(Writer’s Note: I wrote this post awhile ago, but didn’t publish it, so the timeline is off, but the message still matters.)
Ever since I wrote this post about Crew’s New Year’s Eve experience I have been thinking more about “self-care” and what it really means. I have been using the phrase a lot more as well.
Last Saturday afternoon Chad lay on our bed. He planned to go running but made the mistake of lying down first. He was exhausted from a 2 week work trip to Hawaii. (I know, poor guy, right?) But the time difference, long work hours, and red eye flights really had taken their toll on him. He laid there torn between exercise and a nap. He said, “I really should go running, but I really want to just go to sleep.” Our schedule that day would not allow him to be able to do both. He had to make a choice.
I replied with, “What would be in your body’s best interest right now? Which one would be better self-care today?” And then I left the room for him to decide. To he honest, I don’t remember what he chose since I was off to a meeting.
Yesterday, I was faced with a similar dilemma. I faithfully go to yoga on Thursday mornings, but this Thursday felt different. The day before I was in charge of a dinner for 80 teachers. I had spent all my free time the three days prior preparing for the dinner in some way – Costco, grocery, Partyland, emails, texts, cooking, chopping, etc. My house was thrashed; my kids missed me; my car was packed with bins to unload, and I had a sink full of dishes. The girls needed some guidance with schooling and Locke didn’t want to go to co-op.
I had also started to reorganize my bedroom on the Saturday before so I had piles of clothes everywhere.
But I am in a wellness challenge right now and if I don’t exercise I don’t get points. Plus I know I feel so much better after I do yoga and if I don’t go in the morning my chances of exercising later in the day are slim to none. I changed my clothes and planned to go.
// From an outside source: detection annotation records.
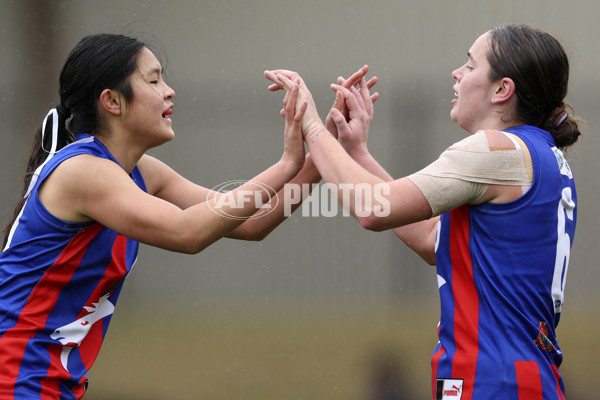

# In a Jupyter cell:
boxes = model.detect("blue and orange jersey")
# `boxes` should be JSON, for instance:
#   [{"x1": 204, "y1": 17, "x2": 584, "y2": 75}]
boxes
[
  {"x1": 432, "y1": 125, "x2": 577, "y2": 400},
  {"x1": 0, "y1": 135, "x2": 146, "y2": 399}
]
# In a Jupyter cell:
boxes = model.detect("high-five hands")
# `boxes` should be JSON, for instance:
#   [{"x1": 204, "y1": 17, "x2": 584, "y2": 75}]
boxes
[{"x1": 265, "y1": 65, "x2": 379, "y2": 151}]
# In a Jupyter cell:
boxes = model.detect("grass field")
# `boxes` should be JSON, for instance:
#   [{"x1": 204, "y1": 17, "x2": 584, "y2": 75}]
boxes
[{"x1": 86, "y1": 305, "x2": 598, "y2": 400}]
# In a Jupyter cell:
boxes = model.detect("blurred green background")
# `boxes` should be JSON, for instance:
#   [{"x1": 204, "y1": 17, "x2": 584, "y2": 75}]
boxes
[{"x1": 0, "y1": 0, "x2": 600, "y2": 400}]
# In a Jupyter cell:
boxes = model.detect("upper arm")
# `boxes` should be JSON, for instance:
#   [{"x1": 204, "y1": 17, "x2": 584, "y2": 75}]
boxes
[
  {"x1": 40, "y1": 155, "x2": 209, "y2": 251},
  {"x1": 138, "y1": 155, "x2": 214, "y2": 209}
]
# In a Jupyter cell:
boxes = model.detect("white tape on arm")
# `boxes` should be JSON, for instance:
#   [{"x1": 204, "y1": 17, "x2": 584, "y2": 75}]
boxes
[{"x1": 408, "y1": 131, "x2": 531, "y2": 215}]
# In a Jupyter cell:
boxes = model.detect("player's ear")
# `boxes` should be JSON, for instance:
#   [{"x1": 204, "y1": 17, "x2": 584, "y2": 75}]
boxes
[
  {"x1": 98, "y1": 89, "x2": 121, "y2": 116},
  {"x1": 492, "y1": 78, "x2": 515, "y2": 104}
]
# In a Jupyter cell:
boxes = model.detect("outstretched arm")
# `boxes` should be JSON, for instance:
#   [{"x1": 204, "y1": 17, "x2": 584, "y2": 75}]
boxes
[
  {"x1": 267, "y1": 70, "x2": 435, "y2": 262},
  {"x1": 330, "y1": 78, "x2": 439, "y2": 265}
]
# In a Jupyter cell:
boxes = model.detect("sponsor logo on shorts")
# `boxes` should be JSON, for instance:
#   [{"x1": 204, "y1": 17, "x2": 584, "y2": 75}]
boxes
[{"x1": 435, "y1": 379, "x2": 463, "y2": 400}]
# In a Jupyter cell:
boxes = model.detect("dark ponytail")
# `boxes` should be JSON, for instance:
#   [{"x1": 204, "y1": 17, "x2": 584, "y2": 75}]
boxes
[
  {"x1": 487, "y1": 25, "x2": 582, "y2": 149},
  {"x1": 2, "y1": 34, "x2": 145, "y2": 248}
]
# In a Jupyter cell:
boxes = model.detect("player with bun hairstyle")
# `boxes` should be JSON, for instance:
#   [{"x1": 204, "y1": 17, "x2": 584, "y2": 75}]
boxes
[
  {"x1": 0, "y1": 34, "x2": 366, "y2": 399},
  {"x1": 265, "y1": 25, "x2": 581, "y2": 400}
]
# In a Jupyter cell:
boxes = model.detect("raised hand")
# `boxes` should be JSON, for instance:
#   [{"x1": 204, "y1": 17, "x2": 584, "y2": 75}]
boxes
[
  {"x1": 282, "y1": 83, "x2": 308, "y2": 168},
  {"x1": 265, "y1": 69, "x2": 325, "y2": 139},
  {"x1": 328, "y1": 75, "x2": 379, "y2": 158},
  {"x1": 325, "y1": 65, "x2": 379, "y2": 137}
]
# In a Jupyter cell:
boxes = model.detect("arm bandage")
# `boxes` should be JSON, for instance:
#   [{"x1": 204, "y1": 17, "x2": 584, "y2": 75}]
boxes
[{"x1": 408, "y1": 131, "x2": 531, "y2": 216}]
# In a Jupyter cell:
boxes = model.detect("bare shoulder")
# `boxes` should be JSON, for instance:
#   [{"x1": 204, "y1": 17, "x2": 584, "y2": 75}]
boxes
[
  {"x1": 39, "y1": 154, "x2": 135, "y2": 222},
  {"x1": 483, "y1": 130, "x2": 517, "y2": 151}
]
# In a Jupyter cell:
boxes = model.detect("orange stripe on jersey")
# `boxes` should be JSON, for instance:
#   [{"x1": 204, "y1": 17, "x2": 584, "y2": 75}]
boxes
[
  {"x1": 515, "y1": 361, "x2": 544, "y2": 400},
  {"x1": 450, "y1": 205, "x2": 479, "y2": 400}
]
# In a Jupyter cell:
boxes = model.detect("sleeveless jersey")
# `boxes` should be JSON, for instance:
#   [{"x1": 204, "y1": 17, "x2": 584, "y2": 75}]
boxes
[
  {"x1": 432, "y1": 125, "x2": 577, "y2": 400},
  {"x1": 0, "y1": 135, "x2": 146, "y2": 399}
]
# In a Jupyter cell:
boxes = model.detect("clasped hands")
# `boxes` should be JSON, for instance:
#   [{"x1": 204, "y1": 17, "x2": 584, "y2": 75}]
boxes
[{"x1": 265, "y1": 65, "x2": 379, "y2": 155}]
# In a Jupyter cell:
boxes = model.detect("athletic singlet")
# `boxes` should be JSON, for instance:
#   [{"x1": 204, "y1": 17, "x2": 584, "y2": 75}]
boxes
[
  {"x1": 432, "y1": 125, "x2": 577, "y2": 400},
  {"x1": 0, "y1": 135, "x2": 146, "y2": 399}
]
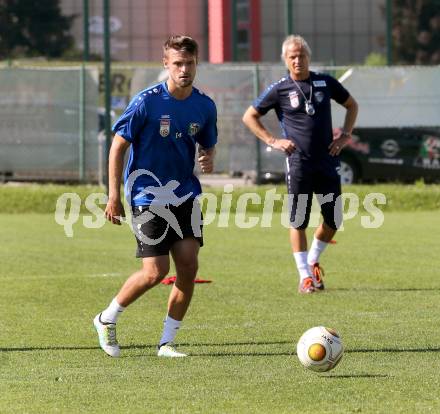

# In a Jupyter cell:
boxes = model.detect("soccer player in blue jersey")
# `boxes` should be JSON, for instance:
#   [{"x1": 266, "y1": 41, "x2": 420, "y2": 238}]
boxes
[
  {"x1": 243, "y1": 35, "x2": 358, "y2": 293},
  {"x1": 94, "y1": 36, "x2": 217, "y2": 357}
]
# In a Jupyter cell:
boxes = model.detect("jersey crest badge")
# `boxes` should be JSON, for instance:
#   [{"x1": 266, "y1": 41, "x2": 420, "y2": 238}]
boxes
[
  {"x1": 159, "y1": 118, "x2": 171, "y2": 138},
  {"x1": 188, "y1": 122, "x2": 200, "y2": 137},
  {"x1": 289, "y1": 91, "x2": 299, "y2": 108},
  {"x1": 314, "y1": 91, "x2": 324, "y2": 103}
]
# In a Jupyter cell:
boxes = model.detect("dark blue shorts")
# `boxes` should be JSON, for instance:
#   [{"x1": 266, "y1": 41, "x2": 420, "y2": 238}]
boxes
[
  {"x1": 286, "y1": 157, "x2": 342, "y2": 230},
  {"x1": 132, "y1": 199, "x2": 203, "y2": 257}
]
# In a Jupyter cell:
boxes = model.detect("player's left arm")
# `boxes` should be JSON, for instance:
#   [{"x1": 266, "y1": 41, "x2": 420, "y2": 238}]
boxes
[
  {"x1": 197, "y1": 101, "x2": 218, "y2": 174},
  {"x1": 329, "y1": 90, "x2": 358, "y2": 156}
]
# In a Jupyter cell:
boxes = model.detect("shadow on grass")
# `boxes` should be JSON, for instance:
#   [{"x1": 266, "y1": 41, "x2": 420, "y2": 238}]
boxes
[
  {"x1": 0, "y1": 341, "x2": 440, "y2": 357},
  {"x1": 323, "y1": 374, "x2": 390, "y2": 379}
]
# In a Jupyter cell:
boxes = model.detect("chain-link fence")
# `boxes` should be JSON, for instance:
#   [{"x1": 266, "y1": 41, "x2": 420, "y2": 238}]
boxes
[{"x1": 0, "y1": 64, "x2": 440, "y2": 182}]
Then as the time approached to leave for yoga, “self-care” crept into my head. And I asked myself, “What would be the best self-care TODAY? What do YOU need? What does YOUR BODY need? What do your children need TODAY?”
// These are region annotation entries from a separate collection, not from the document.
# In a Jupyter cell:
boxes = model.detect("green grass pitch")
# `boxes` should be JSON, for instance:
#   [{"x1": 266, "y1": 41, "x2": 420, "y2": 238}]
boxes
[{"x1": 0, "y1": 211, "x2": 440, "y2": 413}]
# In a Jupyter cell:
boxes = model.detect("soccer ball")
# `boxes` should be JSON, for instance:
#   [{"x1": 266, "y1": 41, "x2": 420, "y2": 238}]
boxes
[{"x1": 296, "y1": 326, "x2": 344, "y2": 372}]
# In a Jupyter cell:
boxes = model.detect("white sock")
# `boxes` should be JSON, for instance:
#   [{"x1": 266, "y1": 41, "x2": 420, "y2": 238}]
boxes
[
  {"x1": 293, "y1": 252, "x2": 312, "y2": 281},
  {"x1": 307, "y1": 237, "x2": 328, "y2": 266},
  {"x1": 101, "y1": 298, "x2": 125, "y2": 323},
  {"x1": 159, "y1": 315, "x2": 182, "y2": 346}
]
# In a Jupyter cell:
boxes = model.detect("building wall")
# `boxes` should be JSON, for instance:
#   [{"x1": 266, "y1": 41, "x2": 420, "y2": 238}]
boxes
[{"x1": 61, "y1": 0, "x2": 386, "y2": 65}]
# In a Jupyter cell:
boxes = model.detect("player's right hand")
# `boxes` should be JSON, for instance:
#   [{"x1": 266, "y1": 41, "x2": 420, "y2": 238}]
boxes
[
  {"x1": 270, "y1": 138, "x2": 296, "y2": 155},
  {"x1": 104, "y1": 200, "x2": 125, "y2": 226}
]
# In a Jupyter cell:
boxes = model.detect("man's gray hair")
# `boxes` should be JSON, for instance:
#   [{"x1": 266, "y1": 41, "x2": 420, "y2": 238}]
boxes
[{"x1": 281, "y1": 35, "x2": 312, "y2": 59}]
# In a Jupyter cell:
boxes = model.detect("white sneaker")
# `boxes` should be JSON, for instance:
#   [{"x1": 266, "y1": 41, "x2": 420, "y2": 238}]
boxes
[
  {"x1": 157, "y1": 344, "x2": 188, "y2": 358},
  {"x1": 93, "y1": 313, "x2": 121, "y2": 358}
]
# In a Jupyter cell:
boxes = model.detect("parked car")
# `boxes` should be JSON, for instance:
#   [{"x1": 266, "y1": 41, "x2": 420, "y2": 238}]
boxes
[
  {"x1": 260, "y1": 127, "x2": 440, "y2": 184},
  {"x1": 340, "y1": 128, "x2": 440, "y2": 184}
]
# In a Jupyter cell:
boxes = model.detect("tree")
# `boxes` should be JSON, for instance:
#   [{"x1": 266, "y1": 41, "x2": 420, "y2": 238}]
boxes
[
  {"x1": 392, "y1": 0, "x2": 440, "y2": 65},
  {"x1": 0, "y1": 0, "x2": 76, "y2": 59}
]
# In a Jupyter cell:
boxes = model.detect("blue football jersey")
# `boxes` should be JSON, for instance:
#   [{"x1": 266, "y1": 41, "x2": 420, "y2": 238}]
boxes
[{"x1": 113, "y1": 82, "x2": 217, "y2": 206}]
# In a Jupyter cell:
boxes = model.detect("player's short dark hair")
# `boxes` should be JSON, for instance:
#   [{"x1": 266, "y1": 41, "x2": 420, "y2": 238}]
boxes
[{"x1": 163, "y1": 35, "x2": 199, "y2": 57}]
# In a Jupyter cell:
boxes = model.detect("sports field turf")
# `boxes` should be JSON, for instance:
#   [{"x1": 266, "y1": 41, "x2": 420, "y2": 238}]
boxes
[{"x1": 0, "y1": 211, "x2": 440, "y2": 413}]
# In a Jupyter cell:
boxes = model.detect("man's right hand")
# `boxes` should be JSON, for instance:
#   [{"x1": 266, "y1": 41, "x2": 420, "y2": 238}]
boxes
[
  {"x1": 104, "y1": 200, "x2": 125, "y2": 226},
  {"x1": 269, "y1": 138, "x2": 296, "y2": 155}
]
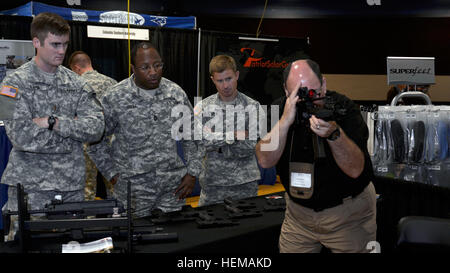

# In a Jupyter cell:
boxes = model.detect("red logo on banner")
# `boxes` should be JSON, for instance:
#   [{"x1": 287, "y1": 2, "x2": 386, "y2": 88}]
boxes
[{"x1": 241, "y1": 47, "x2": 289, "y2": 68}]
This time I chose to stay home and get my house in order, spend time with my kids, and regroup. I had exercised the three days before and would exercise the next day, but I did not want to leave my family that particular morning.
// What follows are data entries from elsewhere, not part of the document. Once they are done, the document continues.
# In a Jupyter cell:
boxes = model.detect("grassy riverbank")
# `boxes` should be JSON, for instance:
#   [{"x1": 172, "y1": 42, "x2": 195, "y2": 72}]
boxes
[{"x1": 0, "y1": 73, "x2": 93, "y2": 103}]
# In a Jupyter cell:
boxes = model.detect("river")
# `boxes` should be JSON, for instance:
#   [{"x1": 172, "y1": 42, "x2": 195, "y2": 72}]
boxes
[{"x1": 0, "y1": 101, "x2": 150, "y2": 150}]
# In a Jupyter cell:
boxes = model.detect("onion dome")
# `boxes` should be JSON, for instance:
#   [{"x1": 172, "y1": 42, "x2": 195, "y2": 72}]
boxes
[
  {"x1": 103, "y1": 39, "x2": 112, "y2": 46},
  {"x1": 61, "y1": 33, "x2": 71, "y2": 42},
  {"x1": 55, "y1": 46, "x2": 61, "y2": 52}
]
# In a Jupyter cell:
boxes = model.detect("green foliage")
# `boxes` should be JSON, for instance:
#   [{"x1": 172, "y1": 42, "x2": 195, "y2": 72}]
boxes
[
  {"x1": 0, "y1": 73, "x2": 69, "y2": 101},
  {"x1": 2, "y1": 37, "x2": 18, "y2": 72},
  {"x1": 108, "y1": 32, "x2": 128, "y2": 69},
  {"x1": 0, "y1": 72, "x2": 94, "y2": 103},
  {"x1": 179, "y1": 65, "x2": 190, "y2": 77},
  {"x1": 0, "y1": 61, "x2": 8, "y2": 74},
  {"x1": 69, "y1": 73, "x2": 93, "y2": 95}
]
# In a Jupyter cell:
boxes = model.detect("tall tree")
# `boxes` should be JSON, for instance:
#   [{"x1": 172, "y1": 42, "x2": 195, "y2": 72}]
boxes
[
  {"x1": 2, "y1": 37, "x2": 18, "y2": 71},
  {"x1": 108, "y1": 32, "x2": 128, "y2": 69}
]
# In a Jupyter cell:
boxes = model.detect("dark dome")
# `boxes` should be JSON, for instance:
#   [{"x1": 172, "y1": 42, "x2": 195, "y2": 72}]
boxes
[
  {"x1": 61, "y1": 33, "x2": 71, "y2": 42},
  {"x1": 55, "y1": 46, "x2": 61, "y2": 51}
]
The choice between exercise and rest are not the only two choices in self-care. We have to decide between
Saying yes vs. Saying no
Turning it up vs. Dialing it back
Taking a nap vs Starting a project
Eating vs Not eating
Time alone vs. Time with friends
Staying in a relationship vs. Ending a relationship
Getting out of bed vs. Sleeping in
None of these choices are right or wrong or good or bad, standing alone. We most likely will do all of these at one time or another. What is best for our self-care changes and it is important to evaluate and honor our individual circumstances. It takes complete honesty with ourselves and our motives and fears to understand why we do what we do.
I realize that there is a fine line between self-care and excuses, justification, or rationalization. To be clear, self-care is not permission to be lazy or a pass to be selfish. Rather self-care is realizing that pushing through and sucking it up are not always the answers. Self care is doing whatever ultimately honors yourself and your body. It is playing your edge, but not going too far or exhausting yourself.
A guy name Jeff Brown said, “… We have misunderstood real power. It has been something assertive, non-surrendering, pushing on through. This is not real power. This is willfulness. Real power is something different…”
I think real power is self-care.
What I am trying to say is that there is a time to suck it up and a time to surrender. There is a time to rise up and a time to retreat. Self-care values both options as equals and chooses the one that is ultimately best with no guilt and no shame.